Another major outcome of 2020 earnings included a sharp 49 per cent reduction in operating loss to £1,111,393 from a loss of £2,166,638 in 2019. Most remarkably, the increase in the value of the SBTX holding during the year resulted in a net profit of £5,801,866 for the group, as compared to a net loss of £2,368,362 in 2019. In March 2021, after the reporting period, the company sold £900,936 worth of SBTX shares.
Also, the company managed to reduce its other administration costs by 27 per cent to £1,616,069. A year back, its other administration costs expenses were £2,204,216. The company received £746,751 through the partial disposal of its holding in SkinBioTherapeutics Plc.
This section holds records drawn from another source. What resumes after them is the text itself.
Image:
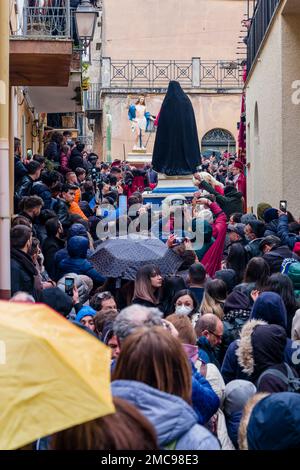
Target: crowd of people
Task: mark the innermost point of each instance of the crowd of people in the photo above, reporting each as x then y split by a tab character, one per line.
207	358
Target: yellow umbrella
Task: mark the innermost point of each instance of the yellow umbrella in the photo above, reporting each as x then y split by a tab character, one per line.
53	375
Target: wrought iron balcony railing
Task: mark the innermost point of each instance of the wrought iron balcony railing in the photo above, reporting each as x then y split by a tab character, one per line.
54	21
262	17
152	74
92	98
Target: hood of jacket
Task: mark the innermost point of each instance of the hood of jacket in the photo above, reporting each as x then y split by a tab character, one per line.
261	346
237	300
232	193
78	247
275	423
58	300
169	414
85	311
24	260
270	308
77	230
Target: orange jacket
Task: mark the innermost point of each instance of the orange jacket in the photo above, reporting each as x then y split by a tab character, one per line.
75	209
77	195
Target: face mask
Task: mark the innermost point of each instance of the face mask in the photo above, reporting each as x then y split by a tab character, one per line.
183	310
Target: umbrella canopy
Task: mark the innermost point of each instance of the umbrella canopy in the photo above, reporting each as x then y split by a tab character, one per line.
122	258
52	374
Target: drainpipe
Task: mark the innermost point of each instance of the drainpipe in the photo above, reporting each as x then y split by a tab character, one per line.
108	134
4	153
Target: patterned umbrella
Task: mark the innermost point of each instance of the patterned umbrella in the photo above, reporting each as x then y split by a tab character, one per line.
122	258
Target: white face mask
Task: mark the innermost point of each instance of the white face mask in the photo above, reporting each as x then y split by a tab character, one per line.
183	310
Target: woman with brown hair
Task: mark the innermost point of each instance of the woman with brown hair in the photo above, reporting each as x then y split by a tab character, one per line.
153	373
126	429
147	287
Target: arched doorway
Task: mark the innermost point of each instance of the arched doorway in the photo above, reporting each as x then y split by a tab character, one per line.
217	140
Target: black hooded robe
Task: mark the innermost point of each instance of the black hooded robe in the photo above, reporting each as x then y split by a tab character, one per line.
176	149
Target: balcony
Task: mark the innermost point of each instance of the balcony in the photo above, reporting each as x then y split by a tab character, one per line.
218	76
92	100
41	45
262	17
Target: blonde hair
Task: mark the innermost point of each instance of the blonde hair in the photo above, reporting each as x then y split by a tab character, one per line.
242	435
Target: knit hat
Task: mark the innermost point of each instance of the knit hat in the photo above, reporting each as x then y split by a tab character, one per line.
85	312
270	214
237	393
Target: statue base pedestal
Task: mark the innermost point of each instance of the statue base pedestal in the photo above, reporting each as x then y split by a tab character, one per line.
169	186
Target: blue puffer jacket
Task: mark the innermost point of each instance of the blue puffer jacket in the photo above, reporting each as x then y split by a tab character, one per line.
76	230
274	423
286	238
173	419
76	261
205	401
As a result, OptiBiotix now has a sharply higher (90 per cent) cash on the balance sheet of £864,680 at the reporting period end.
(Image Source: Company Website)
OptiBiotix and its value proposition
Strategic strides: OptiBiotix, which is much ahead of its competitors, is at a strategic inflection point—while the revenue of the company from its first-generation products has been consistently rising, its second-generation products have already started showing commercial traction.
As per its long-term strategy to target the large healthcare market of cardiovascular disease, diabetes as well as obesity, the company is focusing on the development of two-stage prebiotic and probiotic commercialisation approach.
This strategy led the company to develop and launch two products (LPLDL® and SlimBiome®) with ‘low risk’ routes. This not only helped in revenue generation but also helped gain a network of commercial partners in over 160 countries.
The stock price of OptiBiotix, which has a market capitalisation of around £41 million, is currently around GBX 50.00. The stock price did touch a high of GBX 66.50 in the last 52 weeks but at present is almost at the same level as of last year same period. If we take a look at the financial performance of the company, the present valuation is pretty low, which makes the company undervalued in the present scenario and opens up a possible opportunity for investors, according to reports.
A sum-of-the-parts valuation done by its sole broker Cenkos Securities Plc, indicates high growth for the company in the future. Based on a three-segment valuation analysis—on market, skinBioTherapeutics and its second-generation product--the broker has estimated that OptiBiotix will record around 120 per cent growth from the current market valuation.
Cenkos has valued the company’s “on market” part at 14-times its forecasted EBITDA for its two profitable divisions, Functional Fibres and ProBiotix. SkinBioTherapeutics valuation is based on the current market valuation of the company’s holding in it. Further, the valuation of the second-generation products was done keeping in view the value and group level costs.
For more comprehensive insight into the valuation metrics, one can go through the complete report of Cenkos available on the company website.
OptiBiotix has invested scientifically and clinically in developing its products. It follows a two-stage prebiotic and probiotic commercialisation strategy, which is low-risk in nature and will ensure the company bags deals in different territories of the world with multiple partners such as manufacturers, formulators as well as distributors. The company’s science-led strategy helps it market its products in a manner that hedges associated risks of price and other factors. It also opens higher value ‘medical-setting’ markets. The company has shown strong sales growth for its two of the first-generation products with improved margins. The margins are likely to increase going forward, in turn strengthening the company’s financials.